Wednesday, April 01, 2009

Mauled Shopping

Seemingly along with every other industry, American shopping malls are slipping into the Slough of Despond that they helped to create, leaving Romero's zombies and incompetent teenaged cashiers with nowhere to go and nothing to buy- the American equivalent of nihilism. This news would mark a gala day for me, were it not for the depressing note that a dead mall, "can devastate the surrounding community". Many small towns are at risk of going belly up without the local mall anchoring their economy, huge swaths of the nation having gone from farms and factories to Abercrombie & Fitch in just a few decades.

Think I'm kidding? One of the characters in Dawn of the Dead has to have a shopping mall explained to him because the 1978 audience couldn't be expected to have seen one yet.
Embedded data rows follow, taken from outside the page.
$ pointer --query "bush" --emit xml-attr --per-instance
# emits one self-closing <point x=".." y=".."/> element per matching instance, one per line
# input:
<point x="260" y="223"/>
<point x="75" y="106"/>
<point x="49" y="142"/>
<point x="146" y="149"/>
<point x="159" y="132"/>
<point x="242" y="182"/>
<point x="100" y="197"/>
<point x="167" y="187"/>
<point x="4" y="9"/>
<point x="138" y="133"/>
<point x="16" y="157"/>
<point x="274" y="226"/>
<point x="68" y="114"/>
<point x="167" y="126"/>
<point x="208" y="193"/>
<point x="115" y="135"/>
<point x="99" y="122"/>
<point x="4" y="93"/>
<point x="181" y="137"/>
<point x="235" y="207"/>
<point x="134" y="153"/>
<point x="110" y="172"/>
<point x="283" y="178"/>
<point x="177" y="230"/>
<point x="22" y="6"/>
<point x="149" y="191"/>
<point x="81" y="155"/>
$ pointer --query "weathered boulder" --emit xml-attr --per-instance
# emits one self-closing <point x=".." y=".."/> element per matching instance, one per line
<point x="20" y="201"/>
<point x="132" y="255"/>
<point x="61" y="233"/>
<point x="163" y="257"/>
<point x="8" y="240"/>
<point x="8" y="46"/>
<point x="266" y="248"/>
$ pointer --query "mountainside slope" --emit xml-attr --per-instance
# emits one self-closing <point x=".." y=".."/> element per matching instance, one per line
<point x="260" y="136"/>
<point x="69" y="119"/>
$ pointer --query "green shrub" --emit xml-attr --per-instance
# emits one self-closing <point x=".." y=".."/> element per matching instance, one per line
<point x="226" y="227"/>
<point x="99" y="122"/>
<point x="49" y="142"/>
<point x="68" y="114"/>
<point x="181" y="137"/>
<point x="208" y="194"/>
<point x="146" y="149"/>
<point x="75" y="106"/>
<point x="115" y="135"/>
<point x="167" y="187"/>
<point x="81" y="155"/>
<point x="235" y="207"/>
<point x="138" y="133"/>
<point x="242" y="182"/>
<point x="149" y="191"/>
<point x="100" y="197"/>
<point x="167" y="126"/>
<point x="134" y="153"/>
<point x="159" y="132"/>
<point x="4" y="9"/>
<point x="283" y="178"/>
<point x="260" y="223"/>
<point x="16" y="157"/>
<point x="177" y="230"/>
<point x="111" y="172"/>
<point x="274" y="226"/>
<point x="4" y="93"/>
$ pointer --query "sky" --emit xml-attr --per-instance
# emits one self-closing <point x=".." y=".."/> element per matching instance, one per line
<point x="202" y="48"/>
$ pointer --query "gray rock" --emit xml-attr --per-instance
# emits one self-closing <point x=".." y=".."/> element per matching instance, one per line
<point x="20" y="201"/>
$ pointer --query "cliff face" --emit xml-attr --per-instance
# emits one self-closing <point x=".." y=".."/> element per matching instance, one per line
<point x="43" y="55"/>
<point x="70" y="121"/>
Three decades later, and European friends tell me how amazed they were to travel the country and see nothing but vast exapnses of these cubic shrines to consumption.

According to the article, something like 400 malls have gone under, and there's now only one big mall being built- what its developer refers to with the non-term "shoppertainment" complex, although it's not clear if that word came from his mouth or the other end. And from the sound of it, there might be no end to the collapse of malls. Admittedly, my natural response to that is to squeel ''Oooooh, yes!!''

Malls are the natural habitat of a bourgeois middle class that might well be vanishing in the United States. Wal-Mart is now thriving. For the most part though, malls offer very little of real value, outside of a certain ''experience''. Experiences have been the common currency of bourgeois life since the 1800s. This is the story of modernity- separated from any real political objectives, the middle class tries to live as if they're dreaming- cultivating experiences- the more theatricalized the better- becomes more important than satisfying real needs. So, maybe this hollowing out of the middle class and their malls will mean a return to seriousness. On the other hand, the idea of Americans experimenting with seriousness makes me as uneasy as a monkey experimenting with a handgun.

3 comments:

Holly said...

Oh, come on! A mall is like an airport, without the imminent threat of being strapped into a very expensive thrill ride. You get dropped off there, or drop someone off there, and there is a happy reunion at some later point, often with presents! What's the problem?

I'm not sad the malls are dying off in droves, but I am sad the WalMarts aren't. Those things are hard to kill.

Rufus said...

Eh, what can I say? I love airports, but for me, going to the mall is slightly less enjoyable than going to the dump and shooting rats. I think Wal-Mart is going strong because it's the cheaper version of the mall. Of course, going there is a bit like being trapped in the middle of a looting. But, again, if people like that sort of thing...

narrator said...

I remember my introduction to the American mall. Odd though it was... urban, tiered parking... but an entire structure devoted to riding escalators for no apparent purpose. Oh well, here's to "The Mall in New Rochelle" - since replaced with a "sports and entertainment mall" (18 theaters, IMAX, indoor amusement park, hockey rink, race track) - which, though perhaps delayed by financial collapse, is supposed to be converted back to shopping (Target/Kohl's). Round and round we go, but I'll always remember the cut-rate faux-abstract sculptures and fountains of my adolescence. And "World Imports"- the biggest paraphernalia store of my experience to that point.